The physician's office nurse is caring for a client who has a history of a cerebral aneurysm. Which diagnostic test does the nurse anticipate to monitor the status of the aneurysm?
- A. Myelogram
- B. Electroencephalogram
- C. Echoencephalography
- D. Cerebral angiography
Correct Answer: D
Rationale: The nurse would anticipate a cerebral angiography, which detects distortion of the cerebral arteries and veins. A myelogram detects abnormalities of the spinal canal. An electroencephalogram records electrical impulses of the brain. An echoencephalography is an ultrasound of the structures of the brain.
The nurse provides care for a client who is comatose and needs to collect motor response data. Which nursing action is appropriate?
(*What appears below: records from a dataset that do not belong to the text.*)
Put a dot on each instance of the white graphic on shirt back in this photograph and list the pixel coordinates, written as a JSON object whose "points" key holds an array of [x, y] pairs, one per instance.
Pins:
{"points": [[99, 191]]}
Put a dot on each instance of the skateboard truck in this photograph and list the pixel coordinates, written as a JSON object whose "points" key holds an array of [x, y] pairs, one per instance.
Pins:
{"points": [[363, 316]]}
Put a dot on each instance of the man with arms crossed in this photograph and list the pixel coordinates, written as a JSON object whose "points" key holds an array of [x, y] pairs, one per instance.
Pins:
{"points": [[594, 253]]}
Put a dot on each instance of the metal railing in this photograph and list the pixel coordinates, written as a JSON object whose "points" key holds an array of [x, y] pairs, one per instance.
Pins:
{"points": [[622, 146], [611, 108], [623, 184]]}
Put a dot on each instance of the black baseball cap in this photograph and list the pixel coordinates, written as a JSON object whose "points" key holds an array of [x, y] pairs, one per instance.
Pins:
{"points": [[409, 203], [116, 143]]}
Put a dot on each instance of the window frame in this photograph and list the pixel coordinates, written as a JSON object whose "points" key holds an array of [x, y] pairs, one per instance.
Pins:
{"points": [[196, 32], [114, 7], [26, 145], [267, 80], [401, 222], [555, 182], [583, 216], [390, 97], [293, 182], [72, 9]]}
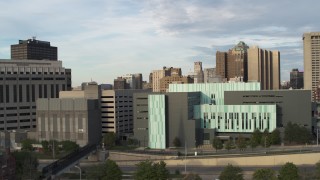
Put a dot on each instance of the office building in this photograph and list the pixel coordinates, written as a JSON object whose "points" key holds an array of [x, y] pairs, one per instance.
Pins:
{"points": [[74, 116], [264, 67], [116, 111], [233, 64], [220, 109], [311, 54], [198, 72], [22, 82], [296, 79], [210, 76], [34, 49], [158, 74]]}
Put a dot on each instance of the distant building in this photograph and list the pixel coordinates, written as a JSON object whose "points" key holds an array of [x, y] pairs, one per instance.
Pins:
{"points": [[264, 67], [34, 49], [159, 74], [296, 79], [311, 54], [198, 72]]}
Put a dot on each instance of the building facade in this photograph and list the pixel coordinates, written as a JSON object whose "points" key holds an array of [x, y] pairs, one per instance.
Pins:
{"points": [[296, 79], [73, 119], [22, 83], [34, 49], [264, 67], [311, 55]]}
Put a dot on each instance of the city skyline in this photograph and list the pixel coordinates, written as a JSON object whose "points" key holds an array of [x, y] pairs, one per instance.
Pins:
{"points": [[110, 39]]}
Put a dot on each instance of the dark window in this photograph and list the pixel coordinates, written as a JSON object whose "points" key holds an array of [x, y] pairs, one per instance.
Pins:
{"points": [[33, 93], [28, 93], [40, 91], [15, 94], [7, 93], [20, 93], [52, 90]]}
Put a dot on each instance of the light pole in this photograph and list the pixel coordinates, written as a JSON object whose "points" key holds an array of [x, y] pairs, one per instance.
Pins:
{"points": [[79, 169]]}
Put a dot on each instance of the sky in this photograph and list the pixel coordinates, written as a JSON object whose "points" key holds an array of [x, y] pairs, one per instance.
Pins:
{"points": [[103, 39]]}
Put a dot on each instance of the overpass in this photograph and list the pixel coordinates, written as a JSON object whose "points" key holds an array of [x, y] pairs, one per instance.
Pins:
{"points": [[61, 165]]}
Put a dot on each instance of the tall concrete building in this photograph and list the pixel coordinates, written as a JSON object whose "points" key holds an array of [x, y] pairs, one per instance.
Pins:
{"points": [[264, 67], [198, 72], [296, 79], [34, 49], [158, 74], [311, 54], [233, 64], [22, 82]]}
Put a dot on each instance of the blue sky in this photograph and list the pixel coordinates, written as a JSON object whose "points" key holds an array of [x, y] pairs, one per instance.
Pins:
{"points": [[103, 39]]}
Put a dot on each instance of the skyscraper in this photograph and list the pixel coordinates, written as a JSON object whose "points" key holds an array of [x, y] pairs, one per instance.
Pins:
{"points": [[311, 53], [34, 49], [233, 64], [296, 79], [264, 67]]}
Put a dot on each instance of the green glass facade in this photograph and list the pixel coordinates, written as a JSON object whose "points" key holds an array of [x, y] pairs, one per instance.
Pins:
{"points": [[157, 121], [236, 118]]}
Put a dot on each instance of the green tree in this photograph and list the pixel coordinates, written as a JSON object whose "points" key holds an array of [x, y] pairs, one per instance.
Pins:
{"points": [[288, 171], [231, 173], [69, 146], [109, 140], [317, 173], [264, 174], [149, 170], [176, 142], [107, 171], [275, 137], [192, 176], [228, 145], [256, 137], [27, 145], [145, 170], [26, 165], [161, 170], [241, 143], [217, 143]]}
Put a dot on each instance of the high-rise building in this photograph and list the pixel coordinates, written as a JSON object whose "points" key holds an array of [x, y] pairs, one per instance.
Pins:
{"points": [[158, 74], [198, 72], [22, 82], [296, 79], [233, 64], [311, 54], [264, 67], [34, 49]]}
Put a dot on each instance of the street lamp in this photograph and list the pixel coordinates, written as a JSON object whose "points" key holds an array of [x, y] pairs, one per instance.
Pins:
{"points": [[79, 169]]}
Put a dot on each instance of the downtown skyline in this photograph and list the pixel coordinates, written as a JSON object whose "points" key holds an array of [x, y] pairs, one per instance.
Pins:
{"points": [[101, 40]]}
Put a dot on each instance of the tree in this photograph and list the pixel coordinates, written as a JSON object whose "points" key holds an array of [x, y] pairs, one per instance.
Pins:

- A. Using the Romberg test
- B. Observing the reaction of pupils to light
- C. Observing the client's response to painful stimuli
- D. Monitoring the client's sensitivity to temperature, touch, and pain
Correct Answer: C
Rationale: Assessment of motor function includes muscle movement, size, tone, strength, and coordination. The nurse evaluates motor response in the comatose or unconscious client by administering a painful stimulus to determine the client's response. An appropriate response is for the client to reach toward or withdraw from the stimulus. The Romberg test is used to assess equilibrium in a noncomatose client. Observing the reaction of the client's pupils to light is an oculomotor cranial nerve assessment. Monitoring sensitivity to temperature, touch, and pain assesses the sensory function of the client and not motor response.